Ian Fraser Kilmister, known as Lemmy, passed away from cancer on Dec. 28 at the age of 70. Born in Staffordshire in 1945, Lemmy was inspired by the The Beatles and learned how to play guitar to their album “Please Please Me.”
Throughout the ‘60s and early ‘70s, Lemmy joined several local bands including the Rainmakers, Motown sect, the Rockin’ Vickers, Sam Gopal, and Opal Butterfly. He also worked as a roadie for Jimi Hendrix for a brief time.
Lemmy performed as a bassist and vocalist for the space rock band Hawkwind from 1971 until 1975 when he was fired from the band following his arrest on drug possession. Following his dismissal, Lemmy formed his own band titled Mötorhead, acting as the group’s bassist, singer, and songwriter. The band’s sound has been noted for its use of heavy metal, hard rock, and serving as a foundation for early punk.
Mötorhead spiraled into the spotlight with its successful second and third albums “Overkill” in 1979 and “Bomber” the same year. Over the course of their career, Mötorhead would go on to record 22 studio albums, 10 live recordings, 12 compilation albums, and 5 EPs, selling over 15 million albums worldwide.
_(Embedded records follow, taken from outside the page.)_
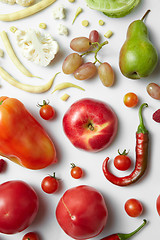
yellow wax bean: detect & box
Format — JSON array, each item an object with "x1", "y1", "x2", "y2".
[
  {"x1": 0, "y1": 31, "x2": 36, "y2": 77},
  {"x1": 0, "y1": 0, "x2": 56, "y2": 22},
  {"x1": 52, "y1": 82, "x2": 85, "y2": 93},
  {"x1": 0, "y1": 67, "x2": 58, "y2": 93}
]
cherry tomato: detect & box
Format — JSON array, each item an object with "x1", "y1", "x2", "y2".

Their last album, “Bad Magic” was released in August 2015. Although the band has had many members through the years, Lemmy is noted as being the only consistent member present during the band’s career.
In an interview with Rolling Stone magazine, fellow musician Ozzy Osbourne remembered his friend, stating “There’s a big hole in the music industry as far as I’m concerned…There goes a hero for me.”
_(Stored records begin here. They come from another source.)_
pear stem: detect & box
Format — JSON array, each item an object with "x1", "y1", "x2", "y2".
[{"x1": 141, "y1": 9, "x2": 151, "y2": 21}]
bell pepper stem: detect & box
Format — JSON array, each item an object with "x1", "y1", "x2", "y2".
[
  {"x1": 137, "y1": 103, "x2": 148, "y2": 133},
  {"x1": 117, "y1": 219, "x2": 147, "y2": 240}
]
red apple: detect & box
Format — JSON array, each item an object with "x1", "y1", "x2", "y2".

Alan Rickman passed away from pancreatic cancer on Jan. 14 at the age of 69. Born in London in 1946, Rickman’s father passed away when he was only eight years old. Living with his mother and three siblings, Rickman took up a career as a graphic designer following college, citing it as a more stable career for him at the time than pursuing acting.
After having success as a graphic designer, Rickman made the decision to go back to school to pursue his dream of acting and attended the Royal Academy of Dramatic Art for two years. From there he joined numerous theater groups including working for the prominent Royal Shakespeare Company. During the early ‘80s he appeared in several BBC produced television shows and films.
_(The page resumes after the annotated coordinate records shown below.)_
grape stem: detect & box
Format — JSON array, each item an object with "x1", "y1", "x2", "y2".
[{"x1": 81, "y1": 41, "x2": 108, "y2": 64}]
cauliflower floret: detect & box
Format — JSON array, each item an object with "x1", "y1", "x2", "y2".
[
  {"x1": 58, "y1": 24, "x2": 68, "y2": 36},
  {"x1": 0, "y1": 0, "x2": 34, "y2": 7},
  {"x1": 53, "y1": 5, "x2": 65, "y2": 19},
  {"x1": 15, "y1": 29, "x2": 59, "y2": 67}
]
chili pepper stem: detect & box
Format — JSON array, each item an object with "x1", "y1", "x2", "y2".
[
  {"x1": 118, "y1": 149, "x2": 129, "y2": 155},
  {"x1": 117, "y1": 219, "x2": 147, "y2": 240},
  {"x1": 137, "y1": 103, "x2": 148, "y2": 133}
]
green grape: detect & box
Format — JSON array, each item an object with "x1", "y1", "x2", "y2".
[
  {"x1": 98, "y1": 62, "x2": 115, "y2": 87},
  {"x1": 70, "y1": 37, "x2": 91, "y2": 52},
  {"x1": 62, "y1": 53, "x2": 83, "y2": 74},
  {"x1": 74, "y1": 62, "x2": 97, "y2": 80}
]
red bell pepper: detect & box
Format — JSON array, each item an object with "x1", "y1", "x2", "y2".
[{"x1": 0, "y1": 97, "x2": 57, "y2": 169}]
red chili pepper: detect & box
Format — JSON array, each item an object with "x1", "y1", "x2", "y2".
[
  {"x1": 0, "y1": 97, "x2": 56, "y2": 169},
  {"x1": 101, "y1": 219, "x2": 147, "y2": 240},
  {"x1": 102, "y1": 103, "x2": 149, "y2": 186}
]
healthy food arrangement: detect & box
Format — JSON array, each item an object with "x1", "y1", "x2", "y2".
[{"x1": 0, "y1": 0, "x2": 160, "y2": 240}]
In 1988, Rickman was cast as German organized crime villain Hans Gruber in the wildly popular action film “Die Hard.” He is also widely known for his role as professor and wizard Severus Snape in the “Harry Potter” series.
He has starred in films including “Robin Hood: Prince of Thieves,” “Rasputin: Dark Servant of Destiny,” and “Sweeney Todd: The Demon Barber of Fleet Street.” Although being typecast as an antagonist, Rickman’s career has actually encompassed a wide variety of genres. He has starred in numerous romantic films including “Truly, Madly, Deeply,” “Sense and Sensibility,” and “Love Actually.” He is also known for his role as Alexander Dane in the science-fiction comedy “Galaxy Quest,” as well as voice acting Marvin the Paranoid Android in “The Hitchhiker’s Guide to the Galaxy.”
Rickman leaves behind his wife Rima Horton, whom he started dating in 1965 at the age of 19 and stayed together until his death. A highly skilled actor and well respected by fellow co-stars, Rickman’s presence is sure to be missed. His last two films “Eye in the Sky” and “Alice Through the Looking Glass” will be theatrically released later this year.
Other deaths this year include The Eagles guitarist Glenn Frey, “The Life and Times of Grizzly Adams” star Dan Haggerty, Nat King Cole’s daughter and singer Natalie Cole, country singer Craig Strickland, and Celine Dion’s husband and manager René Angélil.